Pero volvamos a los mapas. 

Durante mucho tiempo el mapa geográfico del arte del siglo XX ha desplegado en Centroamérica un no-lugar, un agujero negro de invisibilidad, mientras se cartografiaba extensamente Cuba, ciertas zonas del Caribe, Brasil, México, Argentina, Venezuela y otros países de América Latina. Pero no se trataba de una serie de cartografías nacionales, se intentaba poner sobre el papel el mapa de América Latina, y el trazado era incompleto. En los años noventa se dan los primeros intentos de repertoriar Centroamérica, para ofrecer una visibilidad a la región, y solo como región parece aflorar hacia una dimensión internacional de distribución y de conocimiento, a partir de proyectos curatoriales y expositivos que se presentan en Europa (Mesótica, exposición organizada por Virginia Pérez-Ratton desde el Museo de Arte y Diseño Contemporáneo de San José de Costa Rica, inicialmente en San José y posteriormente en Madrid, Roma, Paris y otras ciudades europeas) y en la XXIV edición de la Bienal de São Paulo donde la representación nacional de los países de Centroamérica y Caribe se estructura al modo de una exposición unitaria y coherente. 

La función de una Bienal Centroamericana cuyos participantes son seleccionados en bienales nacionales en cada uno de los países, representa un avance importantísimo en el camino hacia una mayor visibilidad internacional.
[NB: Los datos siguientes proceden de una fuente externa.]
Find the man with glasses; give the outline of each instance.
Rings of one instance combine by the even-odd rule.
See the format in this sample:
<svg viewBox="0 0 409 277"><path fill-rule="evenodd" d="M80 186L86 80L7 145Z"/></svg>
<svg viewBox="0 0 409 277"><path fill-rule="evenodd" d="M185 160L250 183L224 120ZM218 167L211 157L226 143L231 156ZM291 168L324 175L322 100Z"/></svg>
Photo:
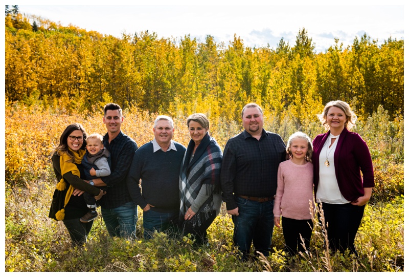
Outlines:
<svg viewBox="0 0 409 277"><path fill-rule="evenodd" d="M127 184L135 204L144 211L144 237L158 232L176 230L179 218L179 172L186 151L172 140L173 121L158 116L153 140L135 152ZM142 191L139 186L140 180Z"/></svg>
<svg viewBox="0 0 409 277"><path fill-rule="evenodd" d="M121 131L123 121L119 105L105 105L103 122L108 132L103 142L111 155L111 174L92 180L89 183L97 187L107 186L106 194L99 203L109 235L129 237L136 231L138 210L128 191L126 179L138 146Z"/></svg>

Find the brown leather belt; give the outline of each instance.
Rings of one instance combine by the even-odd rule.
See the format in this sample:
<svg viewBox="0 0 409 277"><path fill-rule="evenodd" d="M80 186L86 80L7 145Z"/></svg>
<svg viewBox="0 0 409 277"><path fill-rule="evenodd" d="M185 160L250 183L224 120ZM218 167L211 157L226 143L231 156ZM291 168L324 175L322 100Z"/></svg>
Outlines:
<svg viewBox="0 0 409 277"><path fill-rule="evenodd" d="M253 196L245 196L244 195L238 195L237 197L247 199L247 200L252 200L252 201L257 201L260 202L270 201L274 200L276 196L270 196L269 197L253 197Z"/></svg>

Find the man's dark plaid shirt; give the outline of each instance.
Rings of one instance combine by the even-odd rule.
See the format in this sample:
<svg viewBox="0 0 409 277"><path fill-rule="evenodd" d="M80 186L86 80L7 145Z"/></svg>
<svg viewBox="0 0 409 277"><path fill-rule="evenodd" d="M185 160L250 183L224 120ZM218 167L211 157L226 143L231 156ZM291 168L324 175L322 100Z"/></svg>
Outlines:
<svg viewBox="0 0 409 277"><path fill-rule="evenodd" d="M285 160L285 144L279 135L263 129L260 140L246 131L229 140L221 165L222 199L236 208L236 195L269 197L276 194L278 166Z"/></svg>
<svg viewBox="0 0 409 277"><path fill-rule="evenodd" d="M107 209L117 208L132 202L126 186L126 176L129 171L133 154L138 149L136 142L122 131L116 138L108 141L108 133L104 136L104 146L111 154L111 174L101 180L109 187L105 187L106 194L99 200L101 207Z"/></svg>

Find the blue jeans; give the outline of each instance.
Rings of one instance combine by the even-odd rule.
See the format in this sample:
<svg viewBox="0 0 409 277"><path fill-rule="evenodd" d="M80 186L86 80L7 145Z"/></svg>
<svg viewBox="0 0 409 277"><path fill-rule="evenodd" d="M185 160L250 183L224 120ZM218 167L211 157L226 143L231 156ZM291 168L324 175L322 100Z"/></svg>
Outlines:
<svg viewBox="0 0 409 277"><path fill-rule="evenodd" d="M111 237L128 238L135 235L138 206L133 202L128 202L113 209L101 207L101 212Z"/></svg>
<svg viewBox="0 0 409 277"><path fill-rule="evenodd" d="M271 250L274 215L274 200L258 202L235 198L239 216L232 216L234 223L233 241L247 258L253 241L255 253L259 251L267 256Z"/></svg>
<svg viewBox="0 0 409 277"><path fill-rule="evenodd" d="M160 212L151 209L144 211L144 238L146 240L151 239L155 230L158 232L169 230L175 232L178 219L178 210L173 212Z"/></svg>

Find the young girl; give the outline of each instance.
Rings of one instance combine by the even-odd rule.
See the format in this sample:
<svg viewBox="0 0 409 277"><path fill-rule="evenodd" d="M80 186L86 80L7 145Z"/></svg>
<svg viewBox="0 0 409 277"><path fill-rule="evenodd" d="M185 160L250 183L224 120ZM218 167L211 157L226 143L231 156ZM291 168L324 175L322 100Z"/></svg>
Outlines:
<svg viewBox="0 0 409 277"><path fill-rule="evenodd" d="M304 251L300 235L307 249L309 248L312 232L313 215L310 214L310 201L314 203L311 139L300 132L293 134L288 139L286 152L289 159L279 166L273 212L274 223L278 227L282 215L285 246L292 255Z"/></svg>

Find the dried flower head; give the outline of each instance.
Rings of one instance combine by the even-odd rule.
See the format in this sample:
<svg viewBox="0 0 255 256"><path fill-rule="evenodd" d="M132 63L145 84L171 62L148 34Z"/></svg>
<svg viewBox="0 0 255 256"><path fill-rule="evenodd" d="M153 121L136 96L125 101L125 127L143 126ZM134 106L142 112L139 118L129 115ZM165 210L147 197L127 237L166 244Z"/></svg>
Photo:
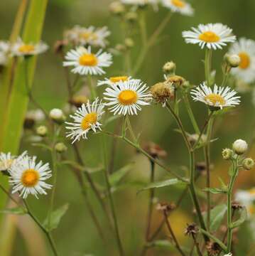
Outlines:
<svg viewBox="0 0 255 256"><path fill-rule="evenodd" d="M206 245L206 249L210 256L216 256L222 251L221 247L215 242L208 242Z"/></svg>
<svg viewBox="0 0 255 256"><path fill-rule="evenodd" d="M183 85L185 79L180 75L171 75L166 80L167 82L172 83L175 88L178 88Z"/></svg>
<svg viewBox="0 0 255 256"><path fill-rule="evenodd" d="M198 232L198 227L196 223L187 224L187 227L184 231L186 235L195 235Z"/></svg>
<svg viewBox="0 0 255 256"><path fill-rule="evenodd" d="M171 203L158 203L156 206L156 210L159 211L166 212L169 213L171 210L174 210L176 208L176 206Z"/></svg>
<svg viewBox="0 0 255 256"><path fill-rule="evenodd" d="M152 97L156 102L165 104L168 100L173 97L175 88L169 82L158 82L151 87Z"/></svg>

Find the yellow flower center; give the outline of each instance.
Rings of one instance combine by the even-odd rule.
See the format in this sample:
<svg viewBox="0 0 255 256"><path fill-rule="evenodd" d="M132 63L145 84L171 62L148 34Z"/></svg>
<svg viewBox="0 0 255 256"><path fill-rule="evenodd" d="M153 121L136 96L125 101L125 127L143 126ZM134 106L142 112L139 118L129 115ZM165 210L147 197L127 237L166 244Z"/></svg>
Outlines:
<svg viewBox="0 0 255 256"><path fill-rule="evenodd" d="M33 169L26 170L21 176L21 183L25 187L35 186L39 181L39 174Z"/></svg>
<svg viewBox="0 0 255 256"><path fill-rule="evenodd" d="M216 105L216 103L219 103L221 105L224 105L226 103L226 101L223 97L215 93L212 93L205 96L205 100L209 100L214 105Z"/></svg>
<svg viewBox="0 0 255 256"><path fill-rule="evenodd" d="M175 6L179 8L183 8L186 5L186 3L181 0L171 0L171 2Z"/></svg>
<svg viewBox="0 0 255 256"><path fill-rule="evenodd" d="M248 192L249 194L254 196L254 195L255 195L255 188L251 188Z"/></svg>
<svg viewBox="0 0 255 256"><path fill-rule="evenodd" d="M93 53L85 53L80 57L79 63L85 66L95 66L97 65L97 58Z"/></svg>
<svg viewBox="0 0 255 256"><path fill-rule="evenodd" d="M23 45L18 48L18 51L22 53L30 53L35 50L35 46L32 45Z"/></svg>
<svg viewBox="0 0 255 256"><path fill-rule="evenodd" d="M119 76L119 77L112 77L110 78L110 81L112 82L118 82L119 81L126 81L129 79L129 77L126 75Z"/></svg>
<svg viewBox="0 0 255 256"><path fill-rule="evenodd" d="M242 52L239 54L240 57L241 62L239 64L239 68L242 69L246 69L250 66L251 59L249 55L246 53Z"/></svg>
<svg viewBox="0 0 255 256"><path fill-rule="evenodd" d="M124 105L129 105L136 103L137 94L131 90L125 90L119 95L119 102Z"/></svg>
<svg viewBox="0 0 255 256"><path fill-rule="evenodd" d="M91 124L94 124L97 121L97 114L96 112L91 112L87 114L82 121L82 124L80 124L81 128L83 131L85 131L88 129L90 129Z"/></svg>
<svg viewBox="0 0 255 256"><path fill-rule="evenodd" d="M206 43L215 43L218 42L220 38L215 32L206 31L199 36L199 39Z"/></svg>
<svg viewBox="0 0 255 256"><path fill-rule="evenodd" d="M248 211L251 215L255 213L255 206L249 206L248 208Z"/></svg>

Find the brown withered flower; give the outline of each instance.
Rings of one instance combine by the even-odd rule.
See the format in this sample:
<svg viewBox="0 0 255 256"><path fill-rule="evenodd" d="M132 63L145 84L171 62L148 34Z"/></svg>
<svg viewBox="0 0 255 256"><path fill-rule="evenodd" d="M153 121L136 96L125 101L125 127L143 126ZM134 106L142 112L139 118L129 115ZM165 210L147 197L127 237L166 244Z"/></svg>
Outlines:
<svg viewBox="0 0 255 256"><path fill-rule="evenodd" d="M166 80L167 82L170 82L175 88L178 88L183 85L185 80L180 75L171 75Z"/></svg>
<svg viewBox="0 0 255 256"><path fill-rule="evenodd" d="M156 143L151 142L144 145L143 150L153 158L166 157L167 156L167 153L164 149Z"/></svg>
<svg viewBox="0 0 255 256"><path fill-rule="evenodd" d="M196 223L187 224L184 233L185 235L195 235L198 232L198 227Z"/></svg>
<svg viewBox="0 0 255 256"><path fill-rule="evenodd" d="M208 242L206 245L206 249L210 256L216 256L222 251L221 247L215 242Z"/></svg>
<svg viewBox="0 0 255 256"><path fill-rule="evenodd" d="M162 212L169 213L171 210L174 210L176 206L173 203L158 203L156 206L156 210Z"/></svg>
<svg viewBox="0 0 255 256"><path fill-rule="evenodd" d="M231 205L233 210L241 210L244 206L238 202L232 202Z"/></svg>

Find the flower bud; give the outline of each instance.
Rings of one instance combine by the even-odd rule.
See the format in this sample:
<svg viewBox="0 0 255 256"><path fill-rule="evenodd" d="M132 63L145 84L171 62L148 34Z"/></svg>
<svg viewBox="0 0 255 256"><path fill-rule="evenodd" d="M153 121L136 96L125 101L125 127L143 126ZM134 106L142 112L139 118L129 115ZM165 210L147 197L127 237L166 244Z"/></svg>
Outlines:
<svg viewBox="0 0 255 256"><path fill-rule="evenodd" d="M65 119L65 117L63 111L57 108L50 110L50 117L58 124L63 123Z"/></svg>
<svg viewBox="0 0 255 256"><path fill-rule="evenodd" d="M223 159L230 160L233 156L233 151L230 149L224 149L222 154Z"/></svg>
<svg viewBox="0 0 255 256"><path fill-rule="evenodd" d="M132 48L134 45L134 40L130 38L127 38L125 39L125 46L127 48Z"/></svg>
<svg viewBox="0 0 255 256"><path fill-rule="evenodd" d="M76 107L82 107L82 104L87 102L88 98L85 95L77 95L74 96L70 100L69 103L75 106Z"/></svg>
<svg viewBox="0 0 255 256"><path fill-rule="evenodd" d="M244 141L243 139L237 139L233 143L233 150L235 153L238 155L243 154L248 149L248 144L246 142Z"/></svg>
<svg viewBox="0 0 255 256"><path fill-rule="evenodd" d="M175 89L172 84L158 82L151 87L152 97L159 103L165 103L168 99L173 98Z"/></svg>
<svg viewBox="0 0 255 256"><path fill-rule="evenodd" d="M246 158L243 161L243 167L246 170L251 170L254 166L254 161L251 158Z"/></svg>
<svg viewBox="0 0 255 256"><path fill-rule="evenodd" d="M114 1L109 6L109 11L113 14L121 15L125 11L125 6L120 1Z"/></svg>
<svg viewBox="0 0 255 256"><path fill-rule="evenodd" d="M129 11L125 15L125 18L127 21L134 22L137 20L138 16L135 11Z"/></svg>
<svg viewBox="0 0 255 256"><path fill-rule="evenodd" d="M40 137L45 137L48 134L48 128L45 125L40 125L36 128L36 134Z"/></svg>
<svg viewBox="0 0 255 256"><path fill-rule="evenodd" d="M237 68L239 65L241 58L237 54L225 54L224 60L226 63L232 68Z"/></svg>
<svg viewBox="0 0 255 256"><path fill-rule="evenodd" d="M173 61L168 61L166 63L165 63L164 65L163 66L163 71L167 74L169 73L174 74L175 73L175 70L176 70L176 65Z"/></svg>
<svg viewBox="0 0 255 256"><path fill-rule="evenodd" d="M67 151L67 147L62 142L58 142L55 145L55 150L58 153L63 153Z"/></svg>

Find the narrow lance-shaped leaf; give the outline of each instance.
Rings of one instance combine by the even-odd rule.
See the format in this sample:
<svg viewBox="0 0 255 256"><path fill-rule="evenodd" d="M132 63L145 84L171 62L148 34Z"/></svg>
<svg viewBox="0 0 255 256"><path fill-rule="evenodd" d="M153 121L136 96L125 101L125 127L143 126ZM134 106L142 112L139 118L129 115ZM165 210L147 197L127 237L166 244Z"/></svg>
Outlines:
<svg viewBox="0 0 255 256"><path fill-rule="evenodd" d="M170 178L166 181L151 183L148 185L143 187L143 188L140 189L137 193L151 188L163 188L166 186L173 186L173 185L184 186L185 184L186 183L185 182L180 181L178 178Z"/></svg>
<svg viewBox="0 0 255 256"><path fill-rule="evenodd" d="M68 210L69 205L68 203L61 206L58 209L54 210L51 213L49 218L46 218L43 222L43 226L48 230L51 231L53 229L58 228L61 218L64 216L66 211Z"/></svg>

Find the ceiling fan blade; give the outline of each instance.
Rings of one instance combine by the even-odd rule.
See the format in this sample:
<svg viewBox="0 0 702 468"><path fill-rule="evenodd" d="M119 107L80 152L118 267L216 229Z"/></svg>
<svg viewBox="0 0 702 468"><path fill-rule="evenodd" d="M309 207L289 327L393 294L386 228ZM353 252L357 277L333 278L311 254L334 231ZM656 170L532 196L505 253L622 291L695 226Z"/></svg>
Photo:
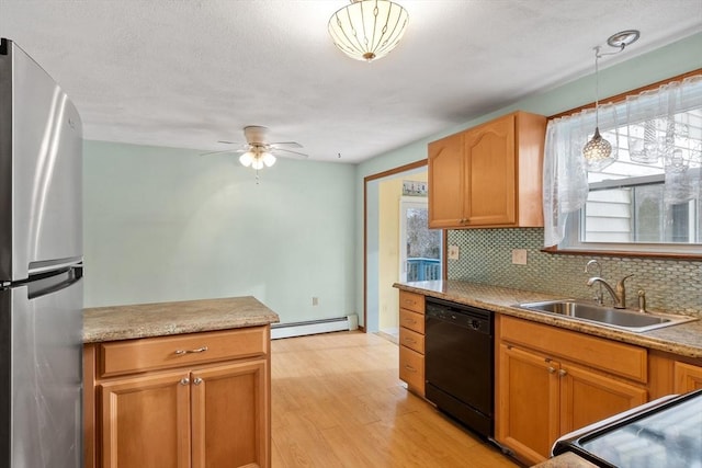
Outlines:
<svg viewBox="0 0 702 468"><path fill-rule="evenodd" d="M223 155L225 152L236 152L236 150L234 149L223 149L220 151L208 151L208 152L201 152L200 156L214 156L214 155Z"/></svg>
<svg viewBox="0 0 702 468"><path fill-rule="evenodd" d="M271 152L273 152L273 153L276 153L276 152L280 152L280 151L290 152L290 153L298 156L301 158L309 158L309 155L305 155L304 152L293 151L293 150L285 149L285 148L273 148L271 150Z"/></svg>
<svg viewBox="0 0 702 468"><path fill-rule="evenodd" d="M302 148L303 146L297 141L276 141L269 144L270 147L288 146L291 148Z"/></svg>

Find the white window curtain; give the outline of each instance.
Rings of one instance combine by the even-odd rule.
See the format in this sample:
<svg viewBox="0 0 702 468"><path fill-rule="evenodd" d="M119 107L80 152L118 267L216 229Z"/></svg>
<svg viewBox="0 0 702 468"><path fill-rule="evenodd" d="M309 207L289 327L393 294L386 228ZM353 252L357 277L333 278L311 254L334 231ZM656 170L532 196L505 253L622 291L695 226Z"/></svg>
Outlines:
<svg viewBox="0 0 702 468"><path fill-rule="evenodd" d="M702 137L687 122L688 111L702 109L702 75L631 95L624 102L600 105L602 137L612 145L615 161L654 167L665 173L666 204L700 199ZM546 127L543 171L544 244L557 246L565 237L566 220L578 214L588 197L588 171L582 147L595 132L595 109L554 118ZM691 130L692 128L692 130ZM615 162L616 164L616 162ZM603 168L595 180L616 179ZM592 173L589 174L592 179ZM631 176L629 175L622 175Z"/></svg>

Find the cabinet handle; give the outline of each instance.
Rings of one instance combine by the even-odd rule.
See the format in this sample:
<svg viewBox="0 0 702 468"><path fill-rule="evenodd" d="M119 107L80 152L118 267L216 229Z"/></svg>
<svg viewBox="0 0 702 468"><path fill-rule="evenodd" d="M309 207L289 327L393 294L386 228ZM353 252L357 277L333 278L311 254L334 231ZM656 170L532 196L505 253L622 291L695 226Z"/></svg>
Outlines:
<svg viewBox="0 0 702 468"><path fill-rule="evenodd" d="M196 347L194 350L176 350L176 354L182 356L183 354L204 353L207 351L207 346Z"/></svg>

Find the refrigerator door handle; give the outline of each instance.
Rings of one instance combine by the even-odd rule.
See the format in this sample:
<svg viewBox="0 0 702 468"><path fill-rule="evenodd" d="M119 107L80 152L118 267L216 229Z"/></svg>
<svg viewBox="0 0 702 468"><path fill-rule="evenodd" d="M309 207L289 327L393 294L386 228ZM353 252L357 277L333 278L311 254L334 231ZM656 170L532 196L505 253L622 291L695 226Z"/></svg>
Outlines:
<svg viewBox="0 0 702 468"><path fill-rule="evenodd" d="M73 265L81 265L82 258L80 256L69 256L68 259L58 259L50 261L42 261L42 262L30 262L29 273L30 275L46 273L54 270L63 270Z"/></svg>

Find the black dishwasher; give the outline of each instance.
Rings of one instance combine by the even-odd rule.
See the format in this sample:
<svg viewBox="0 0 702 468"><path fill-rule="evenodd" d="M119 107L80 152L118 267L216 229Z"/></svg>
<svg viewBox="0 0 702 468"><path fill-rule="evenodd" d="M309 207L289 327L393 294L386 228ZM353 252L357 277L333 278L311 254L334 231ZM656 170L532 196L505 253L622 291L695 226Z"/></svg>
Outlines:
<svg viewBox="0 0 702 468"><path fill-rule="evenodd" d="M426 397L477 434L494 435L492 312L427 298Z"/></svg>

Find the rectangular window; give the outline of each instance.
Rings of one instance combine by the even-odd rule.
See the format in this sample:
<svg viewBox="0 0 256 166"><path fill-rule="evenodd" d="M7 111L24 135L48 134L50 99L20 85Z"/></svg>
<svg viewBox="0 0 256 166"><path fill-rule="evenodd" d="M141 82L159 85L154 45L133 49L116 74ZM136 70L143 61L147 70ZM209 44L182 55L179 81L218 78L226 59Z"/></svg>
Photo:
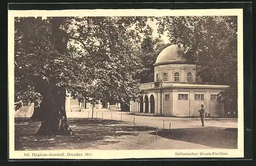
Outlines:
<svg viewBox="0 0 256 166"><path fill-rule="evenodd" d="M218 98L218 95L210 95L211 100L216 100Z"/></svg>
<svg viewBox="0 0 256 166"><path fill-rule="evenodd" d="M195 100L203 100L204 95L203 94L196 94L195 95Z"/></svg>
<svg viewBox="0 0 256 166"><path fill-rule="evenodd" d="M165 100L169 100L170 99L170 95L166 94L165 96Z"/></svg>
<svg viewBox="0 0 256 166"><path fill-rule="evenodd" d="M178 99L179 100L187 100L187 94L178 94Z"/></svg>

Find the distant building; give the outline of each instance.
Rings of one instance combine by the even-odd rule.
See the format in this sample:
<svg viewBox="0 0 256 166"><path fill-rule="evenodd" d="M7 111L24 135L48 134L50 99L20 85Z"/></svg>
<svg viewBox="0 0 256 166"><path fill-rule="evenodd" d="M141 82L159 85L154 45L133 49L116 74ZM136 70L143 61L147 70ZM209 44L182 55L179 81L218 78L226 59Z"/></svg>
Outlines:
<svg viewBox="0 0 256 166"><path fill-rule="evenodd" d="M224 103L216 101L221 91L228 86L202 82L197 76L200 67L196 62L182 58L182 48L170 45L159 54L154 66L155 82L143 84L146 94L139 102L131 102L130 112L177 117L198 116L197 109L204 104L207 116L224 117ZM160 82L161 83L161 82Z"/></svg>

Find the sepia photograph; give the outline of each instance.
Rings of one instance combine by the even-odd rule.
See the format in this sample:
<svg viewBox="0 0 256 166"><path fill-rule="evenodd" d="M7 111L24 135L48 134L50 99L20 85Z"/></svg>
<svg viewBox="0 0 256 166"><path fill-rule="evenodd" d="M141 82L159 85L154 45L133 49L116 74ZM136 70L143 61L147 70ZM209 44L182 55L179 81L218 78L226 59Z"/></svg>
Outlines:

En un panorama globalizado no parece viable una visibilidad nacional en la región, por lo que una estrategia centroamericana conjunta se presenta como la mejor opción hacia una presencia tanto curatorial como comercial en los circuitos internacionales de distribución.  

El trabajo de curadores independientes en la región como Rosina Cazali en Guatemala, el de artistas que suplen la función de los curadores como Bayardo Blandino en Honduras o en El Salvador Rodolfo Molina, por poner solo unos ejemplos, contribuyen a paliar las carencias de estructuras estatales capaces de asumir el reto de potenciar y visibilizar el arte contemporáneo de la región. Del mismo modo la iniciativa privada que se ha hecho cargo de la organización de las bienales nacionales, suple y suplanta la incapacidad estatal e institucional para gestionar la proyección internacional del arte en los diversos países de la región centroamericana. 

Centrándonos en la Bienal de Nicaragua, las obras seleccionadas por el jurado obtuvieron un voto unánime, meditado y razonado, en el que se subrayó tanto las propuestas que planteaban soluciones formales renovadoras como el tratamiento radical y directo de los problemas que afectan a la sociedad nicaragüense actual. Se trata de obras directamente vinculadas con la realidad nicaragüense pero no conectan con ningún estrato de lo “nacional”.  

Para una mirada ajena resulta evidente que son obras “nicas” pero ninguna cumple con los requisitos exigidos por una identidad “nica”. Su lenguaje y su expresividad plantea la realidad del país, desde las carencias, desde la necesidad de reivindicar la memoria, desde la ironía, desde la pintura como rebelión, desde el objeto como caricatura, desde el enfrentamiento directo y cabal con la realidad de las injusticias tanto sociales como históricas... Son las expresiones visuales de lo que han narrado muchos escritores nicas, desde Ramírez a Galich, desde Salomón de la Selva, Mercedes Gordillo, Erick Aguirre o Pedro J. Chamorro en Richter 7

El arte tiene sin duda una función catártica, pero también de reconciliación y transformación de los sueños en realidad. El arte ayuda a vivir pero también a entender al otro y a los otros, a los que tenemos a nuestro lado y a los que están lejos.  

Deseo agradecer a los artistas nicaragüenses haberme brindado la ocasión de conocer su país a través de sus problemas y los de su sociedad, desde sus obras y sus sueños, para completar el mapa oscuro donde sobre un trapecio invertido punteado de lagos y volcanes es posible  narrar las historias de gente que nunca he conocido ni conoceré, pero que hablan, cabalmente, el lenguaje de la condición humana.